Before I joined the company it was evolving from a search and share company to a cloud file server and we were using lucene as a datastore for metadata but it was always lagging in updates as  you cant update data realtime in lucene. Then we were going to NFS for metadata but it was not scaling for metadata calls as NFS protocol was never meant to scale to web2.0 volume. So someone picked up Berkeley DB as a backend. The only reason to not pick any other NoSQL products was that none of them had multi row transactions capabilities and relational db was not picked as it would take time to port code to relational db. I had recently joined at that time and then company became a hit and we scaled from 3-4 nodes in one data centre to 60-100 nodes across multiple datacentre. We are still going through the scaling phase and believe me it is not fun scaling Berkeley db.  Berkeley db works fine if you can hold your dataset in memory but as soon as you start hitting dbs of size 10G or more it becomes a nightmare.

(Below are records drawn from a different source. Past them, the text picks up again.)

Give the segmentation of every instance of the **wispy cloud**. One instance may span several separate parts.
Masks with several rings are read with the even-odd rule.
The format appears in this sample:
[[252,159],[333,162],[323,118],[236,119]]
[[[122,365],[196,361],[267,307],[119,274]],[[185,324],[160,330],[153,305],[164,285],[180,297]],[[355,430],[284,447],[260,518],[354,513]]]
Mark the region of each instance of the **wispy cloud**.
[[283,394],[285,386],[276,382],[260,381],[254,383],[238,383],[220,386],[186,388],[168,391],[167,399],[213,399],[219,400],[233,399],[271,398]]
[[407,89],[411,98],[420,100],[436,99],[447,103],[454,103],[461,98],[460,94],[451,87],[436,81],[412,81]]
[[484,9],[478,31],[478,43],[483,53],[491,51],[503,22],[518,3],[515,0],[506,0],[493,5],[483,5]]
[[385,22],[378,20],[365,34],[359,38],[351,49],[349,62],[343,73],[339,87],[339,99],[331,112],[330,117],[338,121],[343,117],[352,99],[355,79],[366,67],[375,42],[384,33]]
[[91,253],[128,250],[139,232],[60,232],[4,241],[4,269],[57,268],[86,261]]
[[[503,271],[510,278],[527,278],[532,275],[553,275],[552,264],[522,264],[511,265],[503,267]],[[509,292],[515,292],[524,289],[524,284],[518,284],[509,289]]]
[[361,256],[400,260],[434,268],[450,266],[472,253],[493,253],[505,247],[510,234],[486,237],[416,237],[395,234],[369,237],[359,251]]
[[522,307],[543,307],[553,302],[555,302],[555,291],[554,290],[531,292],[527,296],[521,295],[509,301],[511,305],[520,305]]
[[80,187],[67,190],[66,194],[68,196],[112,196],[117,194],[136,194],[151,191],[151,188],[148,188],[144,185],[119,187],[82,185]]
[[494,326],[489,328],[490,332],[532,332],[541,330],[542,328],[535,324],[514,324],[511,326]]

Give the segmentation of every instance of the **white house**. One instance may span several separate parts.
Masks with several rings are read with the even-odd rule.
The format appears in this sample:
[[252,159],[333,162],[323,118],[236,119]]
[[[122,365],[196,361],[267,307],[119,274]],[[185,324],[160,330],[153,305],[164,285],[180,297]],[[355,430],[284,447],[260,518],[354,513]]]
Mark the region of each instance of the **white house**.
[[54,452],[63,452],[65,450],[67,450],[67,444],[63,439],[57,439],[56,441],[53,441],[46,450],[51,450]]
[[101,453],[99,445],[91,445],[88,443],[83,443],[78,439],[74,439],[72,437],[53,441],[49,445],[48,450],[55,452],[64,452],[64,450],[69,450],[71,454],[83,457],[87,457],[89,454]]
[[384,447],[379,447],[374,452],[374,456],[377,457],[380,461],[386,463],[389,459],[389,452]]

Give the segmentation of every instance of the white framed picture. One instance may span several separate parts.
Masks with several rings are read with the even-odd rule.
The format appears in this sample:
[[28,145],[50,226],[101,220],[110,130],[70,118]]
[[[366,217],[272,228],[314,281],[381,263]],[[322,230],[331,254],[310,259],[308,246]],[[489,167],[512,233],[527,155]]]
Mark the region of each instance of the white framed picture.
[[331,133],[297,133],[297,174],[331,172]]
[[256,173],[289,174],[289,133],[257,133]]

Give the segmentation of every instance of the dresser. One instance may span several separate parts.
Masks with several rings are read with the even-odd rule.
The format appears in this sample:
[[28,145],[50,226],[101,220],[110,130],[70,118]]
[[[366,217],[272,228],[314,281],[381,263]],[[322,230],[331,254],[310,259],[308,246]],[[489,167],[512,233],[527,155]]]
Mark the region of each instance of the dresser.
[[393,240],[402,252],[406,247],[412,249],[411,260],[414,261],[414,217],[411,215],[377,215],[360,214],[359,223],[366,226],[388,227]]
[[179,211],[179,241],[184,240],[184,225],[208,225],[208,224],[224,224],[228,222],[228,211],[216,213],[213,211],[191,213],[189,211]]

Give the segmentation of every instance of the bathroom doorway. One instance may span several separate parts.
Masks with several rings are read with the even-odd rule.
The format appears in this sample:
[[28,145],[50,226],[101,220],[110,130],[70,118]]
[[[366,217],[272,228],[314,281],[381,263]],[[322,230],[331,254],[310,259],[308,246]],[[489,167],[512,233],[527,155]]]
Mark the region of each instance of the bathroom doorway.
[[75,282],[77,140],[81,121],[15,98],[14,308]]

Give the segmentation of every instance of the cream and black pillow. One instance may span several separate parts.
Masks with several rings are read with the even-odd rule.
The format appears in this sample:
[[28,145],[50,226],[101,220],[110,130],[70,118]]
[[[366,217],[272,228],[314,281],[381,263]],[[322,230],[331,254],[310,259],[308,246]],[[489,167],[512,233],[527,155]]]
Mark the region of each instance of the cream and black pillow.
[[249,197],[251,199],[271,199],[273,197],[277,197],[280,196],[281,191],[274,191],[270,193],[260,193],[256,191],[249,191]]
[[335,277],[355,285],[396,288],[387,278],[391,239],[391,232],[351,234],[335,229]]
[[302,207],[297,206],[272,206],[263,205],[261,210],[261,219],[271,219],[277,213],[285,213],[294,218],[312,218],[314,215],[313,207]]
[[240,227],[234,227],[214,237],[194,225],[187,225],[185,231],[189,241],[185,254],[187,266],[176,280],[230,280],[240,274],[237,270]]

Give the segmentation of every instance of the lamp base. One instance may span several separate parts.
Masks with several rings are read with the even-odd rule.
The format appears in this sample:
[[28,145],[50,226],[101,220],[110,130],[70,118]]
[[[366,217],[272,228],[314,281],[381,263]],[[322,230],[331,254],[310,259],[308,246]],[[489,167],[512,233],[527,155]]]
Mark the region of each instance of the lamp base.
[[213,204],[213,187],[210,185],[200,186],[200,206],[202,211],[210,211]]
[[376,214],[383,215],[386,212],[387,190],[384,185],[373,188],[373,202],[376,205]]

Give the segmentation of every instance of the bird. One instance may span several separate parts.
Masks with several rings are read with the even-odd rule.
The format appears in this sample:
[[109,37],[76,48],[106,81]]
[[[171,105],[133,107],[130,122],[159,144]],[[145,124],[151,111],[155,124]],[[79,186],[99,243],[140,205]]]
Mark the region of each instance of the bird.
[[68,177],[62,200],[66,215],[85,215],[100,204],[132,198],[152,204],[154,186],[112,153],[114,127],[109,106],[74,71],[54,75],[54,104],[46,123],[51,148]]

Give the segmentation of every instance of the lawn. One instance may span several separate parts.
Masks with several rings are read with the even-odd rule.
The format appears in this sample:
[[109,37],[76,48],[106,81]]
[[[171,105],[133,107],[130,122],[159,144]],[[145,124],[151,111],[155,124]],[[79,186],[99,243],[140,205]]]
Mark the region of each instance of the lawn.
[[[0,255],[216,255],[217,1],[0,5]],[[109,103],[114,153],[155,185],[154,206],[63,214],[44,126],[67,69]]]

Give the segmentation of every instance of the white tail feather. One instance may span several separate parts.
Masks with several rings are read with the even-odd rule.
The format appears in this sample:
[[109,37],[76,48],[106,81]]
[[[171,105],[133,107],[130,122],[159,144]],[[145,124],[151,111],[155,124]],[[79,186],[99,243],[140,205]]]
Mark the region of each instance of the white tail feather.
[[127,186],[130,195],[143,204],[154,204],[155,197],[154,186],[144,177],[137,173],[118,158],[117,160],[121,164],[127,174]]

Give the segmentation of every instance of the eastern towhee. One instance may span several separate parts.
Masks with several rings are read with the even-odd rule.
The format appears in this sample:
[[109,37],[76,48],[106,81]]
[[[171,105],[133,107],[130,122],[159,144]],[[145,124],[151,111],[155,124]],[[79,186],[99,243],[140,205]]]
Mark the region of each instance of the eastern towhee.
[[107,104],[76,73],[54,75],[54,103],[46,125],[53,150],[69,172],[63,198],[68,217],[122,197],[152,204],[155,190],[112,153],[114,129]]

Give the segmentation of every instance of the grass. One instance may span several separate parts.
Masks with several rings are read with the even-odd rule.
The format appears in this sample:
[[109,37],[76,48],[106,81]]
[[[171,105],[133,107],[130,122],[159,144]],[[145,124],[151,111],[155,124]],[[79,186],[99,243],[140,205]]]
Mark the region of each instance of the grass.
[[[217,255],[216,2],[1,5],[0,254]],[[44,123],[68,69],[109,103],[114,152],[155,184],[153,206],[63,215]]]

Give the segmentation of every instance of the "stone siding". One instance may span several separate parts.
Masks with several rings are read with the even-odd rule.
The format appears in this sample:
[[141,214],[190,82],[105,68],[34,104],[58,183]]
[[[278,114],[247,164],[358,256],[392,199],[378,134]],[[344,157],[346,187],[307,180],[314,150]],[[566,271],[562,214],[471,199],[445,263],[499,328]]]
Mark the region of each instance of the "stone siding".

The main issues we find with Berkeley db are:

  1. Its difficult or I should say impossible to find people qualified enough to diagnose Berkeley db crashes. We hired a consultant at some costly hourly rates but all he would give is theoretical knowledge and not enough details of the crash.
  2. As its an in memory db if tomcat is hung and kill -hup wont work then we always have to  cross our fingers doing a kill -9 as sometimes we would lose data.
  3. Sometimes DB would get corrupt pages and we would have to do a catastrophic recovery and we would lose data so temporarily I had to build an alternate replicated mysql db writing some ETL code for partial recovery of metadata.
  4. As Berkeley db is an in memory db  the only way to query data is to write a JSP. Simple queries from marketing or products team would require us to write a jsp. Updating data to fix corrupt data was no fun either.
  5. We tried hard to enable replication to other node to scale read operations but our write rates were so high that replication would always lag and it works in development but never in production.
  6. Backing up Berkeley db and rsync of logs to filers would cause IO issues on nodes.
  7. Log churn on Berkeley db would cause IO issues.
  8. To add an index you have to write code and db would become fragmented so lately we are just shutting down nodes every week and copying db to another folder and moving it back to defrag it or in worse case we have to dump/reload the db.
  9. So due to above issues we were left with pinning customers to a node and nodes would become hotspots and one bad customer would affect other customers.
  10. We had to put throttles in system as we cant serve a customer from two or more nodes due to in memory issues.
  11. Very few engineers would have the aptitude to dig deep into Berkely db code and fix issues, it took me some time to digest but it opened my vision to NOSQL dbs and I was able to apply same concepts when we added cassandra to some other usecase.
  12. Sometimes we throw more hardware to solve the issue and its not cost effective in longer term.
  13. Indexes was another issue, you have to write code to add an index and that means you will have to go thought whole release cycle to get index on a db. 
  14. Adding salt to injury was that indexes wont get created on db startup, they would only get created when someone accesses a db, for a customer with 3-4M files this could take anywhere from 10-20 mins if the server is busy or 1 min if server is idle. This unpredictable performance of bdb was making us nuts.  Whenever we would create an index we had to remember to run empty snapshot queries to generate the indexes on weekend and that would mean painful exercise to repeat on 60 nodes as one or the other node would get hung and you would end up spending anywhere from 4-5 hours fixing it.
  15. BDB Locks were another pain, bdb support page level locks instead of row level locks and that means more chance of deadlocks, we would get constant deadlocks if a background thread like Trash purge Quartz job is aggressively trying to purge data and same customer is trying to add files at same time. We had to implement application level locks to prevent such scenarios and that complicates the code.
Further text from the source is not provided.